Looking for a memorable dining experience? Take a journey to Berowra Waters Inn…it’s magical even the second time round.

It’s been four years since I first dined at Berowra Waters Inn (read about it here). Head Chef Brian Geraghty had already owned the riverside restaurant for two years and i’d heard nothing but wonderful things about this restaurant. This was round two and the same levels of excitement rose inside me as I waited on the private wharf to be collected by boat and escorted to the restaurant. My first visit had been in the warmer months but even in the middle of winter a warmth radiated from “The Inn” as we pulled up to the restaurant. This is no standard dining experience.

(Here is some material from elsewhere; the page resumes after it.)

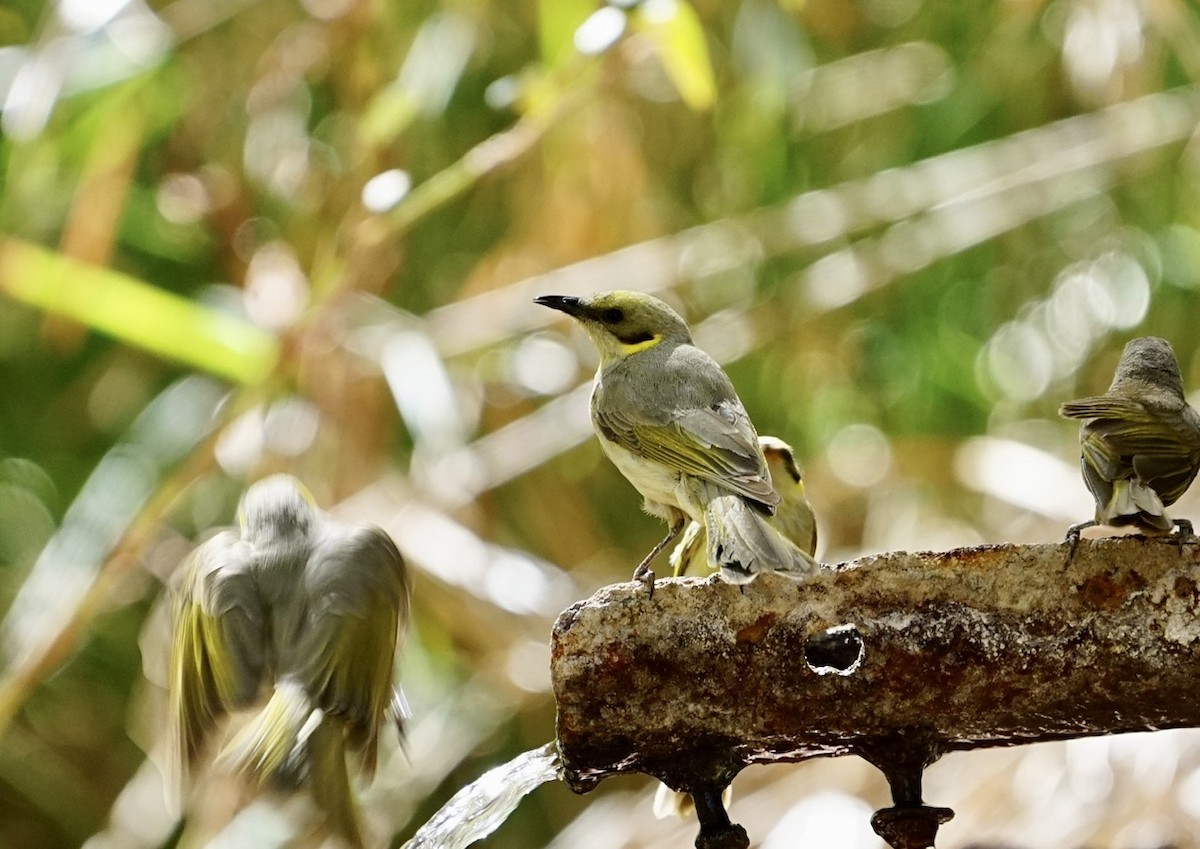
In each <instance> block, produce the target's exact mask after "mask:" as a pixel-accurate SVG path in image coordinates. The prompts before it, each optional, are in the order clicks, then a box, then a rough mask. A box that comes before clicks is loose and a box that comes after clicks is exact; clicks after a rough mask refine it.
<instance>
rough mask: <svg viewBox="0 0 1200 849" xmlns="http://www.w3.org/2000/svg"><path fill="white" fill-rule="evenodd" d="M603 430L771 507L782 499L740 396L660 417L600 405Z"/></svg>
mask: <svg viewBox="0 0 1200 849" xmlns="http://www.w3.org/2000/svg"><path fill="white" fill-rule="evenodd" d="M594 415H595V419H596V426H598V427H599V428H600V430H601V433H602V434H604V435H605V436H607V438H608V439H611V440H612V441H614V442H617V444H618V445H620V446H622V447H624V448H626V450H628V451H631V452H632V453H635V454H637V456H641V457H644V458H647V459H650V460H654V462H656V463H660V464H662V465H665V466H667V468H670V469H674V470H676V471H682V472H684V474H686V475H691V476H694V477H700V478H702V480H707V481H712V482H713V483H716V484H720V486H721V487H724V488H726V489H730V490H732V492H736V493H738V494H739V495H744V496H746V498H749V499H751V500H754V501H757V502H760V504H762V505H763V506H766V507H767V508H768V510H769V508H772V507H774V506H775V505H776V504H779V495H778V494H776V493H775V490H774V489H773V488H772V486H770V477H769V474H768V471H767V463H766V460H764V459H763V457H762V451H761V450H760V448H758V436H757V434H755V430H754V426H752V425H751V423H750V417H749V416H748V415H746V411H745V408H743V407H742V402H739V401H738V399H737V398H731V399H725V401H720V402H718V403H716V404H713V405H710V407H704V408H692V409H683V410H674V411H670V413H668V416H667V417H666V420H665V421H664V422H661V423H659V422H655V421H647V420H646V419H641V420H640V417H638V416H637V415H636V413H634V414H631V413H630V411H629V410H600V409H595V410H594Z"/></svg>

Lucky diners have sweeping views through floor to ceiling glass windows of the glistening Hawkesbury River. Watch on as locals cruise by in their small boats and the gumtrees sway in the background. It’s easy to forget you’re only an hour away from the bustle of Sydney’s CBD. Glenn Murcutt, the man responsible the sandstone buildings redesign in the 1970s described it as a “veranda by the water” – a place to sit, dine and watch the world drift by. He wasn’t wrong.
berowra-waters-inn-1
Berowra Waters Inn is just as I remembered it, but some things have changed. The white table cloths are gone, replaced with Scandi-style light wooden tables and blush napkins giving it a minimal but relaxed feel. Food-wise there are less foams but those dollops are still spotted around the dish making each plate resemble a carefully constructed piece of art- almost too pretty to eat.
berowra-waters-inn-2
Berowra Waters Inn are only open three days a week (great gig if you’re a chef looking for work-life balance). There is no a la carte, just a set six course degustation menu that Geraghty changes often depending on produce or his mood. He sure knows how to spoil his guests with little surprise dishes thrown in. Some delightful canapes to begin, the petite fours and tea to finish, a palette cleanser before the two, yes two desserts. And lets not forget the warm, freshly made bread and whipped butter.
berowra-waters-inn-salmon
Order your wines by the glass or take the guess work out and leave it to the experts. Brian’s partner in both work and life is Head Sommelier Victoria Zwierzynski. She curates a wine list focused mainly on Australian wines along with local beers, vermouth and spirits. On this occasion we found ourselves darting between South Australia and Victoria for our wine pairing. We started with a Riesling from the Strathbogie Ranges in Victoria paired with three delicate pieces of lightly seared scallops, horseradish and crumbs of rye.
berowra-waters-inn-pork
Then it was off to the Adelaide Hills for a 2014 Ngeringa Chardonnay that matched perfectly with salmon served on a consume of turnips and mussels. Like all good degustations the trick is to settle in for the long haul and pace yourself. Small portions add up quickly and as we progressed the dishes became heavier with pork and nashi pear served with a 2017 Sigurd “White” Ries from the Barossa Valley.
berowra-waters
Medium rare venison was served last for the mains with those signature dollops of cherry reduction and beetroot. A heavier Syrah from Beechworth Victoria held it’s own against the meat.
berowra-waters-inn
berowra waters inn sticky date
For dessert a light combination of rhubarb and chamomile refreshed the palette along with a Moscato from McLaren Vale before the final dish of sticky date pudding with coffee and caramel ice cream. This was paired with a Muscat again from Beechworth in Victoria.
I said it four years ago and i’ll say it again, Berowra Waters Inn is one of my favourite dining experience around Sydney. If you’re planning a special occasion this is the place to book, just make sure it’s between Thursday to Sunday or you’ll have to keep turn that boat around.
berowra-waters-ms-darlinghurst
The Berowra Waters degustation menu is $165pp + $85pp for matching wines.